It does not appear to me that the marriage was a sham...if anyone wants to claim that it was then they need to provide credible evidence.
realjohnboy
 
  1  
Reply Sat 25 Oct, 2008 06:29 pm
@hawkeye10,
I reckon we would have to define the meaning of the word "sham" in relation to a marriage. What does it mean to you?
0 Replies
 
Brandon9000
 
  1  
Reply Sat 25 Oct, 2008 09:16 pm
@BumbleBeeBoogie,
As usual, character assasination instead of campaign issues. Nothing new here.
hawkeye10
 
  0  
Reply Sat 25 Oct, 2008 09:28 pm
@Brandon9000,
character is everything in a leader , calling into question a nominees character is not character assassination.
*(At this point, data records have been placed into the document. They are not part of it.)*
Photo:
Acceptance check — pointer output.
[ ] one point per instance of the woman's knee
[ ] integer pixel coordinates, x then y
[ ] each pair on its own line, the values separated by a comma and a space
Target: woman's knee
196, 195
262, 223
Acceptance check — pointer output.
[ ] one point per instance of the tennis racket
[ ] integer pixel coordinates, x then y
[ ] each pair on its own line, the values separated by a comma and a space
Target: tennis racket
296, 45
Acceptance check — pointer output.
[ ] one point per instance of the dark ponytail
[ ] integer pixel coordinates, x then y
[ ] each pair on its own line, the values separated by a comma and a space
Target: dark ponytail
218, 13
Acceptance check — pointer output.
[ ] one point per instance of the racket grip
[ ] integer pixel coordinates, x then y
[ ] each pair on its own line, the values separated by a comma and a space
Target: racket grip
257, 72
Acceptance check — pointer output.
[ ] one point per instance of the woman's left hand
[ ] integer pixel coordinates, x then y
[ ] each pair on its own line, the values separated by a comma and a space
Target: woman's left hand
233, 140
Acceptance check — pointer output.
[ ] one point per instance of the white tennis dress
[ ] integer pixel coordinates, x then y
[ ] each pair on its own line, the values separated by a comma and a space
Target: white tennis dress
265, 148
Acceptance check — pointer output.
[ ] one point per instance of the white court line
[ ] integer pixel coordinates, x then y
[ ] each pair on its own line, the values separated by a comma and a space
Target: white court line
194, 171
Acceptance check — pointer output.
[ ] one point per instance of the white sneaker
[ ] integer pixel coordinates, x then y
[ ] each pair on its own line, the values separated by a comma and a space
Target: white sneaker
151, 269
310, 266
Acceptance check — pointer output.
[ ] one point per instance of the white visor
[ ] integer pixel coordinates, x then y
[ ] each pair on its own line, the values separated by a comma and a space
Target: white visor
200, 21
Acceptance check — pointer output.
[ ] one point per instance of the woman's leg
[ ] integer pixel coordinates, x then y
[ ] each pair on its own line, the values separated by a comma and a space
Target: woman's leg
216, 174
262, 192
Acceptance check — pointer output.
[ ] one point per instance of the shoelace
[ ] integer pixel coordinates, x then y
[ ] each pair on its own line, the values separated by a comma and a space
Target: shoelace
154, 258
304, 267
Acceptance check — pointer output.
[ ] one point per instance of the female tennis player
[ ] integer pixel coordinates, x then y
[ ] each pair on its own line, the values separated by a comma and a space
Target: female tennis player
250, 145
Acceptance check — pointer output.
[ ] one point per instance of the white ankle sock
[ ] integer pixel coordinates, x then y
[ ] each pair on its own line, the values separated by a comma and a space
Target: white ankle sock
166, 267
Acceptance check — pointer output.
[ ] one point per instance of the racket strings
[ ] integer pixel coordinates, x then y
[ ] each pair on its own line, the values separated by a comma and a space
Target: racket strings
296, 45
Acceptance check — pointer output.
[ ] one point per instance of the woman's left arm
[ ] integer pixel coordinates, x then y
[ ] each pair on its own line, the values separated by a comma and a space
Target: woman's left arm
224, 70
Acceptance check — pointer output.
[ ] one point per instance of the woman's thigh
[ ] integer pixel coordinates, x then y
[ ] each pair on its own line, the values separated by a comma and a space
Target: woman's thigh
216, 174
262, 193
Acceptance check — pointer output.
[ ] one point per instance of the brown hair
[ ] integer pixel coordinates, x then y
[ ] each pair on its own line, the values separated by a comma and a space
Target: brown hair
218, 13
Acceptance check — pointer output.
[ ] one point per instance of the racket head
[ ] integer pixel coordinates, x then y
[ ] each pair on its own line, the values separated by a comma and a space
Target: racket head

Far too many folks have no idea of what matters in a man anymore....pitty.
0 Replies
 
patiodog
 
  1  
Reply Sun 26 Oct, 2008 07:57 am
@hawkeye10,
http://www.usnews.com/articles/news/politics/2008/04/18/fdrs-secret-love.html?PageNr=1

Quote:
While working on his book, Mr. Persico obtained from Lucy Mercer’s granddaughters a bound copy of a lecture Roosevelt gave at Milton Academy in May 1926, on the flyleaf of which is an inscription saying, “I dedicate this little work, my first, to you.” The granddaughters also gave Mr. Persico some letters that Franklin wrote to Lucy beginning in 1926 on the letterhead of the Fidelity and Deposit Company of Maryland, where he was then a vice president. The letters are chatty rather than romantic, but as Mr. Persico points out, they’re also unusually specific about his whereabouts at certain times and also about Eleanor’s absences. Some historians have suggested that all through the 1920s and ’30s, Roosevelt was on such a tight leash, guarded by his secretary, the vigilant Missy LeHand, that he couldn’t possibly have strayed. But Mr. Persico reads these letters as possible plans for liaisons.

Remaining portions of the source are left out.